On 7/26/2012 4:42 PM, Ken Whistler wrote:
On 7/26/2012 4:20 PM, Richard Wordingham wrote:
Perhaps I've read too much into
http://www.unicode.org/policies/logo_policy.html  .  The implication is
that untrue or misleading claims using the word 'Unicode' are
contravening the trademark.

That's more on the level of making sure that when you use the "Unicode Mark" mark, you are actually referring to the Unicode Standard, the Unicode Consortium,
and so on.

You cannot slap the Unicode Mark on a self-publication of UTF-37 with your own idiosyncratic code tables and call that "Unicode". *That* would be a violation
of the trademark.

It is a whole nother kettle of fish when somebody says of their product
"This product conforms to the Unicode Standard, Version 6.2.0." There
would be nothing misleading about their use of the Unicode Mark in
such a case -- they are actually referring to the actual standard which
claims the trademark. The reference is not misleading.

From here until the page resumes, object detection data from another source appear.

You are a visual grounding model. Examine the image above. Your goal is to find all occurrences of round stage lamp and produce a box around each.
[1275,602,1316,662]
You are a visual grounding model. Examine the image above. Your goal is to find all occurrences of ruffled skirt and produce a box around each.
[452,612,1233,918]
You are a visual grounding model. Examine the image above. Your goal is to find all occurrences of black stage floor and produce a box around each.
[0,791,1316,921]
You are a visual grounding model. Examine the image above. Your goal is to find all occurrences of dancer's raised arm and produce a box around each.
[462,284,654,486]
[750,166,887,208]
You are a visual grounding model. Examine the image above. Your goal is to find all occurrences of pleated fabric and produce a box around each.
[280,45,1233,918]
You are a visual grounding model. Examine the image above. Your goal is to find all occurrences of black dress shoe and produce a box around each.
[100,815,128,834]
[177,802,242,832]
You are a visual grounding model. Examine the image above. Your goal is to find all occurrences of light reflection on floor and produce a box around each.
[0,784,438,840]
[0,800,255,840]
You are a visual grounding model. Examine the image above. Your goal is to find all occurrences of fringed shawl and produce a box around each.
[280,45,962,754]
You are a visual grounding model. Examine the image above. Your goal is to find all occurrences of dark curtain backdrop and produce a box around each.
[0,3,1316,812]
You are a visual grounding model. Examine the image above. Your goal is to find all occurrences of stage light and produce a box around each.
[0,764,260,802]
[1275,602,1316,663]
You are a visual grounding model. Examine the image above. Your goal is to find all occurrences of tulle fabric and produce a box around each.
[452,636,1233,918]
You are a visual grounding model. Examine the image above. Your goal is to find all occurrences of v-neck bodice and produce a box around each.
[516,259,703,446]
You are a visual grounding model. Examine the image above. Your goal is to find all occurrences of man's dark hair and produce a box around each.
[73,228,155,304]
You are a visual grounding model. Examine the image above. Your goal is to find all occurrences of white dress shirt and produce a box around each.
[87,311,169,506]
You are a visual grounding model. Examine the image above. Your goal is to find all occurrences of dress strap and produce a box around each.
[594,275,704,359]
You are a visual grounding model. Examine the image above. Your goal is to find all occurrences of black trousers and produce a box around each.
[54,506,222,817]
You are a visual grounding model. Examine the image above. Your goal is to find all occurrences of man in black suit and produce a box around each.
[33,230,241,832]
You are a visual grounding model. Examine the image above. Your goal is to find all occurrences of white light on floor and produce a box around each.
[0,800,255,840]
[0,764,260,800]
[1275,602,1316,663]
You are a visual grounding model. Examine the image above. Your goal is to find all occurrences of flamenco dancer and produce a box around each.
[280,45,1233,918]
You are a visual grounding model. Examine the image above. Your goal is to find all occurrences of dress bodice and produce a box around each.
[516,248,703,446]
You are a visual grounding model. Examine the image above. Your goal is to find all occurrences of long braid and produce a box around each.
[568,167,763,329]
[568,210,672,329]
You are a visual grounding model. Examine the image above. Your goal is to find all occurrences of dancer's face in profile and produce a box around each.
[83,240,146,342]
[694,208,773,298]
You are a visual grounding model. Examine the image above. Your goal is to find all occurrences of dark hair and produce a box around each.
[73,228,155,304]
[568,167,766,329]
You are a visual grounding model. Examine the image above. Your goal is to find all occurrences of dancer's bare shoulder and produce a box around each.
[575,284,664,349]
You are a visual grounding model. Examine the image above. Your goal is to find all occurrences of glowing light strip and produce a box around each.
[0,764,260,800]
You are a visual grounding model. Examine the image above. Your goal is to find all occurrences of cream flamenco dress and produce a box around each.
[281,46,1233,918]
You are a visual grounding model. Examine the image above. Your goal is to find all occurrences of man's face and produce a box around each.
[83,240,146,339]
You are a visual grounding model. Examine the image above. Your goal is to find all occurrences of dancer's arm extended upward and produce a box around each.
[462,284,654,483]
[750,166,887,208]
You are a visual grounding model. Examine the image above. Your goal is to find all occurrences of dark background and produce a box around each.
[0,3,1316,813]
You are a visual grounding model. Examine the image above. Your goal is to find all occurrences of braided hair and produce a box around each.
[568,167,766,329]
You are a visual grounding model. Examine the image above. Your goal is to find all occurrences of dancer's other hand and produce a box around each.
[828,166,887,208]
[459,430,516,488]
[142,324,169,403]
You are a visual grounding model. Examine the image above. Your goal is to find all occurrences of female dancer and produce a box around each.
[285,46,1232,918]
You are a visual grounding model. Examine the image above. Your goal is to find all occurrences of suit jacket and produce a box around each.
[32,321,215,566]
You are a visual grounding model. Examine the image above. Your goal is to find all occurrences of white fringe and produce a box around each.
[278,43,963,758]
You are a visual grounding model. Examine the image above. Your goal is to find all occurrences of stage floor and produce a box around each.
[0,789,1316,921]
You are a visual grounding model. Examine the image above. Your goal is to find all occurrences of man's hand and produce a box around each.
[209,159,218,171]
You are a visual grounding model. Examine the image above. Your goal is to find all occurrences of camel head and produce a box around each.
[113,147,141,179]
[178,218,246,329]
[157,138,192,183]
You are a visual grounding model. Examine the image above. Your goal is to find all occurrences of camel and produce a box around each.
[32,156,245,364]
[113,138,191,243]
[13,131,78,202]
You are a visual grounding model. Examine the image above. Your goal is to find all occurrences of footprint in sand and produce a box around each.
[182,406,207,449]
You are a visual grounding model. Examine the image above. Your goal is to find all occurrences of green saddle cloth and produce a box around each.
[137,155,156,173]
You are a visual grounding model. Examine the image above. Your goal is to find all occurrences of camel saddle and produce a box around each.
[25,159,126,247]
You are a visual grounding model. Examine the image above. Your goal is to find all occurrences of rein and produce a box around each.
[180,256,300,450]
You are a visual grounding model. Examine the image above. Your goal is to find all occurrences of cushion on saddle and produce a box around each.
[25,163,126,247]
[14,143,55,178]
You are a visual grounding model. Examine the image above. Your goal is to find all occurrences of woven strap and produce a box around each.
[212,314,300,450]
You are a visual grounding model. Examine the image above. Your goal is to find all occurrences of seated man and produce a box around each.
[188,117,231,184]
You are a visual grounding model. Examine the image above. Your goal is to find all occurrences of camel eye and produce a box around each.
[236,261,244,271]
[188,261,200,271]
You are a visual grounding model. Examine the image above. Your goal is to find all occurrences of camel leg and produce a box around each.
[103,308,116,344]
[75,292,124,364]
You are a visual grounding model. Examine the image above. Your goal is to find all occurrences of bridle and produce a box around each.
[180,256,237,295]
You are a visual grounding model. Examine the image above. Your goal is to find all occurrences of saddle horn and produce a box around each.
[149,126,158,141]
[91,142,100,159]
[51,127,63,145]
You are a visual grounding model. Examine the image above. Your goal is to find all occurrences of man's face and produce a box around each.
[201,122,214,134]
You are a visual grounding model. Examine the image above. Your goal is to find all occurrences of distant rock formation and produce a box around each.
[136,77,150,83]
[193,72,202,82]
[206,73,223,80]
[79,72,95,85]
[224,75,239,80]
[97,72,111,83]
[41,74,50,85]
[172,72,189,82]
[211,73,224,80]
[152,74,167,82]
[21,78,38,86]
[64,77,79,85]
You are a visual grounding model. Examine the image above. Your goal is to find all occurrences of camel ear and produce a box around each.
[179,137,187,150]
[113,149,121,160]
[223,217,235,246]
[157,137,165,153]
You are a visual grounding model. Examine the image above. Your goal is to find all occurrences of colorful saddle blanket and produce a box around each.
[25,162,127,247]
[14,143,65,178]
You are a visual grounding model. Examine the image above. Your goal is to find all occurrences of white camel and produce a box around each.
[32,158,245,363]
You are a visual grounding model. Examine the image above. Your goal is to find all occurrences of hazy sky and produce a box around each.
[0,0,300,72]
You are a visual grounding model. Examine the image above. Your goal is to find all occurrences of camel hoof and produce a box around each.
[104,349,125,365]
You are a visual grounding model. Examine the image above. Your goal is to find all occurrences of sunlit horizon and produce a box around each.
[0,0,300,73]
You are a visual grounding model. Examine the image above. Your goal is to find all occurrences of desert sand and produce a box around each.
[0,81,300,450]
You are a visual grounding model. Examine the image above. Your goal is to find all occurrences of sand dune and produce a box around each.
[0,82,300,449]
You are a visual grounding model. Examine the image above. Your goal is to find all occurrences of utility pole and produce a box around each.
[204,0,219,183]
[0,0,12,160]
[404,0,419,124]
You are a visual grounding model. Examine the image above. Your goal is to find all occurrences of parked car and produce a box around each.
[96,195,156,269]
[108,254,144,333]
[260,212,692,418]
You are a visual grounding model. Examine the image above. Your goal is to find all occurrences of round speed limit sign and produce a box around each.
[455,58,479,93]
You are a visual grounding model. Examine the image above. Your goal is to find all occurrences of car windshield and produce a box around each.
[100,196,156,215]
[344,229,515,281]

But the *claim* of conformance could be false, if their product is examined
in detail. (Or tested, or reverse engineered, or whatever.) And *that*
is the part that the Unicode Consortium has neither the personnel nor
the inclination to be chasing after. The Consortium cannot police such
claims, especially for a standard as widely implemented as this one.

The same would apply to claims of conformance to the other standards,
such as UCA, LDML, Unicode Regex, and so on.

--Ken



However, such a misleading claim might subject someone to civil suit, don't you think?